We also know that apart from possibly being agents of the Drug Enforcement Agency and the CIA of the US, Headley was also involved with LeT and Al Qaeda, especially the Brigade 313 component of the latter. ‘Brigade 313’ is a particularly extremist organization led by another ex-SSG commando, the one-eyed Ilyas Kashmiri. His tentacles into the Pakistani Army are legendary. He lost one of his eyes in an Afghanistan operation when he was part of the Pakistani Army. After the Afghan jihad, the Pakistani Army asked him to direct his attention to the jihad in Kashmir and he joined the Harkat-ul-Jihadi-Islami (HuJI). He was captured by the Indian Army but escaped within two years. He ran a terrorist training camp in Kotli, his home town, which was frequently visited by the then Rawalpindi Corps Commander of the 10th Corps Gen Mehmood Ahmed. The Rawalpindi-based 10th Corps has responsibility for Kashmir operations and for pushing infiltrators across the LoC. Ilyas Kashmiri has also been described as chief of al-Qaeda’s shadow army—Lashkar-e-Zil, a loose alliance of al-Qaeda-and Taliban-linked anti-US militia which has distinguished itself by conducting unusual guerrilla operations, like the one that targeted the CIA’s Forward Operating Base in Khost on December 31, 2009, killing seven CIA officials. He has reportedly conducted several major military actions in India, including the 1994 Al-Hadid operation in New Delhi, to get some of his jihadi comrades released. He is even reported to have beheaded an Indian Army officer in c. 2000 for which Gen. Pervez Musharraf gave him a cash reward. The dividing line between the Pakistani Army and the Islamist jihadi terrorists thus disappears in most cases.

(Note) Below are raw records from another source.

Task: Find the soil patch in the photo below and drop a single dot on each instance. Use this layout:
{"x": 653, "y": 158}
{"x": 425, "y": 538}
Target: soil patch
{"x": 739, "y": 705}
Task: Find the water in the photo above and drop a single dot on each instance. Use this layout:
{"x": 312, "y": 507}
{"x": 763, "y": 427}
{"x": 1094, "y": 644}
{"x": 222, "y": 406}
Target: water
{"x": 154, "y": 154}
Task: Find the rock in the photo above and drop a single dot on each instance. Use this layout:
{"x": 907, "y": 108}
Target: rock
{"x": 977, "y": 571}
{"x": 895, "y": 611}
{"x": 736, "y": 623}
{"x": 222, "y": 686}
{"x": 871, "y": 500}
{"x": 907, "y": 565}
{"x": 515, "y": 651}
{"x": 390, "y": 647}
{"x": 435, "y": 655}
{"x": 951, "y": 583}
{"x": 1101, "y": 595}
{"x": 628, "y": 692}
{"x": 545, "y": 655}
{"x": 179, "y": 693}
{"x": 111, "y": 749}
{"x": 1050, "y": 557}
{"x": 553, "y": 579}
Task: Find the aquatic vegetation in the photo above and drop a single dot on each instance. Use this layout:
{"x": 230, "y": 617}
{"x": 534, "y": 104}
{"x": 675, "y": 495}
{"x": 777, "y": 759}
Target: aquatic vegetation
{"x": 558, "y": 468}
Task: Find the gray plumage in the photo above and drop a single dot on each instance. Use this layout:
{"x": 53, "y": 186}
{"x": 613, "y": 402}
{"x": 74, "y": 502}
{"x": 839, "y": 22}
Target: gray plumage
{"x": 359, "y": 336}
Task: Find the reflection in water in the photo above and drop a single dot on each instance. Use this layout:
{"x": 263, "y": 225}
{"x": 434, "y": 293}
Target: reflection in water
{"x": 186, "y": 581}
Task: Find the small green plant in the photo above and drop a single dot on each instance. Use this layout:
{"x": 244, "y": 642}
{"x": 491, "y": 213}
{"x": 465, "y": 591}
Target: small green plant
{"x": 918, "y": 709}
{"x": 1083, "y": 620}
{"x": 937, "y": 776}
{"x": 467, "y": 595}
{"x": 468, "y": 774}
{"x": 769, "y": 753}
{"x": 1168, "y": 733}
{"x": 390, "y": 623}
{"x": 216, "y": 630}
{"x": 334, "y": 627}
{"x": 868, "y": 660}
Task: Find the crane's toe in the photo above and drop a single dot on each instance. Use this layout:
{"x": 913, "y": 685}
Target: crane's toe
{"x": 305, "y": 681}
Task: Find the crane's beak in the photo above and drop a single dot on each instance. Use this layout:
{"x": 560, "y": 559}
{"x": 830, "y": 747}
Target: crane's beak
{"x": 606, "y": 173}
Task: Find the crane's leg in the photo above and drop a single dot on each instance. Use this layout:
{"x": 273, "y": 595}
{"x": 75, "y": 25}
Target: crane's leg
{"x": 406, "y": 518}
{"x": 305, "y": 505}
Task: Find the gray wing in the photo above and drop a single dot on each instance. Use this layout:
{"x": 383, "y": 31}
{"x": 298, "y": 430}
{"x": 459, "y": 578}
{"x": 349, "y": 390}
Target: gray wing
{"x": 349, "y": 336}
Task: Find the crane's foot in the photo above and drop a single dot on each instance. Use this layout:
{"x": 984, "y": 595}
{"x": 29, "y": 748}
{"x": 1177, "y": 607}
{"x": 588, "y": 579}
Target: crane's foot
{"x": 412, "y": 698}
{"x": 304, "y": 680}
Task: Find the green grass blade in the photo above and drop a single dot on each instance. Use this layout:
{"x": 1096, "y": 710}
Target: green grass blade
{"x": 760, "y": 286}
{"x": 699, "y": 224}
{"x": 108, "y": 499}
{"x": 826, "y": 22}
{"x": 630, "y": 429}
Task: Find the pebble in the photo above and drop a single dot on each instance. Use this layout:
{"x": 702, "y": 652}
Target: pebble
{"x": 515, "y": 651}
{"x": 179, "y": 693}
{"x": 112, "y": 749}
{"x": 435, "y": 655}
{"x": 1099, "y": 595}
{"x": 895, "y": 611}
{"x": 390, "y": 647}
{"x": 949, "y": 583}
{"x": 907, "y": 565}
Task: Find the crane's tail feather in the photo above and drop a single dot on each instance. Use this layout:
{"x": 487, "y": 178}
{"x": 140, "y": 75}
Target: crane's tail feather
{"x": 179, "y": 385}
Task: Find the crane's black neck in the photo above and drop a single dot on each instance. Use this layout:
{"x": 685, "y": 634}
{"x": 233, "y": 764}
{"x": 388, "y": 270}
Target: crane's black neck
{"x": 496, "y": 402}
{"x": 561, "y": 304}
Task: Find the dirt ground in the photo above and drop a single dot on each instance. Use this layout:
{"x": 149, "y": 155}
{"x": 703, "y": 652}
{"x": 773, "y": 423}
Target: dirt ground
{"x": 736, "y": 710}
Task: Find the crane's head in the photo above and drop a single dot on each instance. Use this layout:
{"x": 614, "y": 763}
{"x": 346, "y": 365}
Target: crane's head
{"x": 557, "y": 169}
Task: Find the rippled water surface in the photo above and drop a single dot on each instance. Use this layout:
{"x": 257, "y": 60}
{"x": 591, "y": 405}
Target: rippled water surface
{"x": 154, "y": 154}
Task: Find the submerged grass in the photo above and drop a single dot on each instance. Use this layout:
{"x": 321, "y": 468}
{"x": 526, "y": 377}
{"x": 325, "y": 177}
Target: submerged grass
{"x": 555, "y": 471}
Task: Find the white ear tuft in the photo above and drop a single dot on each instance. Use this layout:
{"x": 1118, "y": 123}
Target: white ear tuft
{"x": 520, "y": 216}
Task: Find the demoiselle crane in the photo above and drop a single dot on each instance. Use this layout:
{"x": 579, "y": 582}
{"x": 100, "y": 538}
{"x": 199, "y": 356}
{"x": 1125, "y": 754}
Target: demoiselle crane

This does not mean that Ilyas Kashmiri had not hesitated to bite the hands that fed him once. In spite of receiving a cash reward from Gen. Musharraf, he tried to assassinate him later on. The Islamist cause is obviously more important than individuals, friendship and regimental loyalty. He was to prove this point once again in November, 2008 when he eliminated Maj. Gen. (retd.) Feisal Alvi, the ex Commander of his own SSG because he had conducted operations against the Taliban earlier. He used Major Haroon Ashique for this purpose. Later, in December 2009, he mounted an audacious attack on the General Head Quarters (GHQ) itself at Rawalpindi with the possible intention of capturing or killing Gen. Kayani, the Chief of the Pakistani Army. He made use of another ex-Army officer Col. Usman for that purpose.